De substitut du procureur de la République à Arras à procureur général de la Cour de cassation, ce Lyonnais a gravi pendant 40 ans tous les échelons du parquet. Il n'occupera que trois ans le siège du juge, mais le plus prestigieux, celui de premier président de la Cour de cassation, de 1996 à 1999.

Le Sphinx, comme il était surnommé pour sa sagesse et sa crinière blanche rejetée en arrière, n'a jamais quitté les palais de Justice pour les ministères, grands accélérateurs de carrière. "Sa carrière prestigieuse lui a été offerte sans qu'il la sollicite véritablement", disait le juriste Antoine Garapon.

Sa légitimité, il l'avait assise définitivement en 1987 au procès de Klaus Barbie, l'ancien chef de la Gestapo lyonnaise, jugé pour la déportation de centaines de juifs.

"Je vous demande qu'à vie Barbie soit reclus", lance-t-il au terme de son réquisitoire, filmé comme tout le procès, pour la postérité. Sobre et ferme, à son image, la phrase est devenue historique dans le monde judiciaire.

Mais pour lui l'enjeu du procès allait plus loin: "poursuivre la réflexion sur l'inacceptable et réveiller des consciences endormies ou persuadées que le retour de telles abominations est impossible", avait-il déclaré à l'audience.

La ministre de la Justice Nicole Belloubet, saluant une "figure immense de la magistrature", a souligné samedi "sa contribution décisive à la définition du crime contre l'humanité" et à son imprescriptibilité.
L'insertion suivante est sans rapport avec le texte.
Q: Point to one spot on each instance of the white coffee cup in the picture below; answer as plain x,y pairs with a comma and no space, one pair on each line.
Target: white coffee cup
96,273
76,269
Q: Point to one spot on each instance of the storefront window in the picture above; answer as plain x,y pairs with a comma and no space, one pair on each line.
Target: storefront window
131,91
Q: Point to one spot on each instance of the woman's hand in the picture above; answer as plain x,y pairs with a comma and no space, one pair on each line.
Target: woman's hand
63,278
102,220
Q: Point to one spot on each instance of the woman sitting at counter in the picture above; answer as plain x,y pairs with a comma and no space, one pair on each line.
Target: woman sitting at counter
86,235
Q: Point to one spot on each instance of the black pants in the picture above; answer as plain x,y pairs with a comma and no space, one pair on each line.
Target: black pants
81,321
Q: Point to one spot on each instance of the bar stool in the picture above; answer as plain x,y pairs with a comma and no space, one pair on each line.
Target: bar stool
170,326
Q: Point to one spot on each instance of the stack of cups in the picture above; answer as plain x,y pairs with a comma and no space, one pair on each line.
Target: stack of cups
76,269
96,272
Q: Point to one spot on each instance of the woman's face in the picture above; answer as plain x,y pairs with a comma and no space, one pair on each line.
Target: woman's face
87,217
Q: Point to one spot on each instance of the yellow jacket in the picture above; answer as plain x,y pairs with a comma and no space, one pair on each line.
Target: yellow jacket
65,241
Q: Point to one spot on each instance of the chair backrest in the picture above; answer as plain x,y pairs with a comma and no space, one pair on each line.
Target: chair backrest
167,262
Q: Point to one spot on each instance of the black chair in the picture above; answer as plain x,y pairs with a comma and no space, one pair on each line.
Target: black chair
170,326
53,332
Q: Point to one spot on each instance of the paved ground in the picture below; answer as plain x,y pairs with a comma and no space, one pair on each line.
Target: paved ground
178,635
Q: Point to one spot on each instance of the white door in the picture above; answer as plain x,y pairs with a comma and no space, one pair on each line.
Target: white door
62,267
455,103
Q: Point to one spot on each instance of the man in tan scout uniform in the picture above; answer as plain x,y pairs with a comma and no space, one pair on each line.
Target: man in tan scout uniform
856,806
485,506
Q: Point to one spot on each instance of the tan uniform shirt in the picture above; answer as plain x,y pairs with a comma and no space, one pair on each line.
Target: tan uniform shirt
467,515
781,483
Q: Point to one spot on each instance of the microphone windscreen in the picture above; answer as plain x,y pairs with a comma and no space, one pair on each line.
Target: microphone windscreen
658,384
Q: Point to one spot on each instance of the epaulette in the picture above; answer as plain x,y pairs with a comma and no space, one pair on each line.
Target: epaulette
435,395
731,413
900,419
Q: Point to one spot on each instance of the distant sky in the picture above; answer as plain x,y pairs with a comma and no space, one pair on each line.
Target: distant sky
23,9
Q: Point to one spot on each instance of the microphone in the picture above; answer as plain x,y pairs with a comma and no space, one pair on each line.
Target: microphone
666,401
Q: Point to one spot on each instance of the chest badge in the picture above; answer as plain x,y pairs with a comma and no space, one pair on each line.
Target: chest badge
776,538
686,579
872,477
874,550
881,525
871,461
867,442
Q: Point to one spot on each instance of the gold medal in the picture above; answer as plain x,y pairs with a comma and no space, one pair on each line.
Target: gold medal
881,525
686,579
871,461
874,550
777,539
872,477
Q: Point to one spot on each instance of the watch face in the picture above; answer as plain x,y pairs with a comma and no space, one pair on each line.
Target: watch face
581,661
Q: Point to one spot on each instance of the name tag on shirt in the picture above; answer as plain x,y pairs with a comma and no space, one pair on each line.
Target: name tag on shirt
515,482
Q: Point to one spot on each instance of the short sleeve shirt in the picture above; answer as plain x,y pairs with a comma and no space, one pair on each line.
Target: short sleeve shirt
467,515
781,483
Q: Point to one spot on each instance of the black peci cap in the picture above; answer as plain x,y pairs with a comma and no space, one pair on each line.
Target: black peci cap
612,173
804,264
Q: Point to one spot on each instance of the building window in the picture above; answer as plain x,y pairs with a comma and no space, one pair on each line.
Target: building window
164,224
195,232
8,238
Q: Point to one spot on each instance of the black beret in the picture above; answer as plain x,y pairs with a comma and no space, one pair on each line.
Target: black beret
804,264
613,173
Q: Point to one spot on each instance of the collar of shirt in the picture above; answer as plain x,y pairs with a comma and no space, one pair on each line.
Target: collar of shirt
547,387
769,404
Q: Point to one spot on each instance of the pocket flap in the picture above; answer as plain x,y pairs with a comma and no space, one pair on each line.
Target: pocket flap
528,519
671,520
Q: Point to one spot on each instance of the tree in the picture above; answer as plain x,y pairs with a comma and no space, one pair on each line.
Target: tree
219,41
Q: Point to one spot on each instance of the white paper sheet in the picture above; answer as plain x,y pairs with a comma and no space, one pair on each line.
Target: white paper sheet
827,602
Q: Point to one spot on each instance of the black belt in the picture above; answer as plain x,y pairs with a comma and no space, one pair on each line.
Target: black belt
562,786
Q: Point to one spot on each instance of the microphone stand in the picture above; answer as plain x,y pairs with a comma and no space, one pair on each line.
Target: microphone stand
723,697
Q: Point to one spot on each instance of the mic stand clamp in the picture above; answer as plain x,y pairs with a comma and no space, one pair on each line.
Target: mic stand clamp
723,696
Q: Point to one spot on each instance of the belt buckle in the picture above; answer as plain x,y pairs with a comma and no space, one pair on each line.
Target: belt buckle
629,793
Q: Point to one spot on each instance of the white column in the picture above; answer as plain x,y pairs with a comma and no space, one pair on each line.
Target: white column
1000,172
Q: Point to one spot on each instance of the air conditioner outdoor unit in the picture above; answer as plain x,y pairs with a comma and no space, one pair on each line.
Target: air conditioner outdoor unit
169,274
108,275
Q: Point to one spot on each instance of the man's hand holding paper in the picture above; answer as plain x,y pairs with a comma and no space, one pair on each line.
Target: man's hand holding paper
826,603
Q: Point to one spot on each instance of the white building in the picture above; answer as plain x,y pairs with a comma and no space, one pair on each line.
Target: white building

"Il fallait son humanité pour expliquer le crime contre l'humanité. Pierre Truche, le procureur qui savait parler aux jurés nous a quittés. Il est et restera la voix du procès Barbie", lui a rendu hommage samedi Alain Jakubowicz, qui fut avocat des parties civiles.

"C'était un très grand pédagogue", "quelqu'un d'une rectitude absolue et un homme extrêmement discret", se souvient son substitut de l'époque, Jean-Olivier Viout.

- "Métier dangereux" -

Repoussant sa retraite, Pierre Truche était devenu en 1999 président de la "commission nationale consultative des droits de l'Homme", puis en 2000, président de la "commission nationale de déontologie de la sécurité". Jusqu'en 2002, il apportera son expertise au sein de la commission de réflexion sur le statut pénal du président de la République.

Il évoquait en 1999 dans le Figaro les grandes affaires où il s'est illustré: outre Barbie, il y eut le scandale des fausses factures de Lyon ou l'incendie du dancing le Cinq-Sept à Grenoble (146 morts). Des dossiers portés par la jeune section lyonnaise du syndicat de la magistrature, dont ce catholique convaincu, engagé à gauche, fut l'un des pionniers.

"Mais les (affaires) plus délicates que j'aie eues à connaître sont celles de garde d'enfants, de couples déchirés. Le métier de magistrat est difficile : il faut essayer de ne jamais avoir trop de certitudes, sauf sur les grands principes", disait celui dont le nom a été donné à la salle de réunion du parquet de Paris dans le nouveau tribunal des Batignolles.

Ancien directeur de l'école de la magistrature (ENM) à la fin des années 70, l'homme à la grande stature et au regard clair acéré, est resté un modèle pour de nombreux magistrats.

Parmi eux, le procureur général François Molins a rendu hommage samedi à ce "magistrat d'exception", au "très haut niveau d'éthique", "qui plaçait le service de la Justice au-dessus de tout" et incarnait "un pur produit de l'âme du ministère public".

En 1978, il mettait toutefois en garde ses élèves de l'ENM: "Vous allez exercer un métier dangereux. Dangereux pour les autres. Ne l'oubliez jamais."